Interaction Studies by Biosensor Experiments--
The BIAcore
apparatus (Amersham Pharmacia Biotech) was used to analyze, in real
time, the binding between TorA (Mr 94,000) and
TorC (Mr 46,000), TorCC
(Mr 23,000), or TorCN
(Mr 24,500), by using surface plasmon resonance.
All experiments were carried out at 25 °C. TorA, in 10 mM sodium acetate buffer (pH 5), was immobilized on a CM5
sensor chip (BIAcore) through amine coupling (3000 resonance units).
TorC, TorCN, and TorCC were diluted in 20 mM phosphate buffer (pH 7.4), 0.05% Triton X-100 and
injected using a constant flow rate of 10 µl/min. The resulting
sensorgrams were evaluated using the biomolecular interaction analysis
evaluation software (BIAcore) to calculate the kinetic constants of the
complex formation.
The Intact TorC Protein Is Required for TMAO Respiration--
To
establish that the c-type cytochrome TorC is required for
electron transfer to the terminal enzyme TorA, we cloned the torAD genes alone (15) or together with torC
under the control of the PTAC promoter of the plasmid
pJF119. The resulting pTorAD and pTorADC plasmids were introduced into
strain LCB504, which is unable to reduce TMAO. Indeed, this strain
carries an interposon in the beginning of the first gene of the
torCAD operon and a deletion of the entire dmsABC
operon (6). The strains carrying either pJF119 or pTorAD grew very
slowly and at the same rate under anaerobic conditions in the presence
of TMAO (Fig. 2). In contrast, when plasmid pTorADC was introduced into
strain LCB504, the recombinant strain exhibited a significant growth
rate in the presence of TMAO (Fig. 2) and produced the characteristic odor of volatile TMA, which results from reduction of TMAO. These results confirmed the hypothesis that TorC is essential for TMAO reduction.

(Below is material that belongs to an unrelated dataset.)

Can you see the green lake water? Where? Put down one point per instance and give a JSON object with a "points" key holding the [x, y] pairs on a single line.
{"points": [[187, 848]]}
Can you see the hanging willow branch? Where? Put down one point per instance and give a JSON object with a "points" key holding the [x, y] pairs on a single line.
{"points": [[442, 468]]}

The TorC protein belongs to the NapC/NirT family of c-type
cytochrome because its tetrahemic N-terminal domain (hereafter called
TorCN; Fig. 1B) is
homologous to the NapC protein and contains four heme-binding sites. In
addition, TorC contains a C-terminal domain (hereafter called
TorCC; Fig. 1C) with a single heme-binding motif. The C-terminal extension is found exclusively in TorC/DorC systems (35). To determine whether one or both of the two domains are
required for the TMAO reduction process, we cloned DNA fragments encoding either one of these domains behind torAD. The
resulting plasmids pTorADCN and pTorADCC were
introduced into strain LCB504, and the growth rate was monitored. The
recombinant strains containing pTorADCN did not grow
significantly in the presence of TMAO (Fig. 2), and the cells containing
pTorADCC grew very slowly only after 36 h of
incubation. These results strongly suggest that both domains of the
TorC protein are required for the TMAO respiratory process.

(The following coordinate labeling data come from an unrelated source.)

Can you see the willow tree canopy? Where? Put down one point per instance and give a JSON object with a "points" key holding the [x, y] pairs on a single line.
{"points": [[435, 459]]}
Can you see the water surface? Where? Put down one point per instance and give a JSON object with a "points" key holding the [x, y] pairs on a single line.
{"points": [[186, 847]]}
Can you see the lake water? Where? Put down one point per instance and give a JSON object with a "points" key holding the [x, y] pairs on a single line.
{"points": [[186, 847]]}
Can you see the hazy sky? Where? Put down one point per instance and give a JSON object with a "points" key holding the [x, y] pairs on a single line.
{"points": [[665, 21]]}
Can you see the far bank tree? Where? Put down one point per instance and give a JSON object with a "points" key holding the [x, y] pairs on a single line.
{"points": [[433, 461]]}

Overproduction and Purification of TorC and of Its N- and
C-terminal Domains--
To study the biochemical characteristics of
the TorC protein, we constructed recombinant plasmids that encode
either TorC; TorCN, which corresponds to the N-terminal
domain of TorC; or TorCC, which corresponds to the second
half of the TorC protein (Fig. 1). DNA fragments encoding TorC,
TorCN, and TorCC were cloned into the pBAD24
vector, giving rise to plasmids pBC, pBCN, and pBCC with His tags added at the C-terminal extremity of
each protein. Moreover, since the heme incorporation occurs in the
periplasm, we introduced the TorT signal peptide in front of
TorCC to assure its periplasmic localization.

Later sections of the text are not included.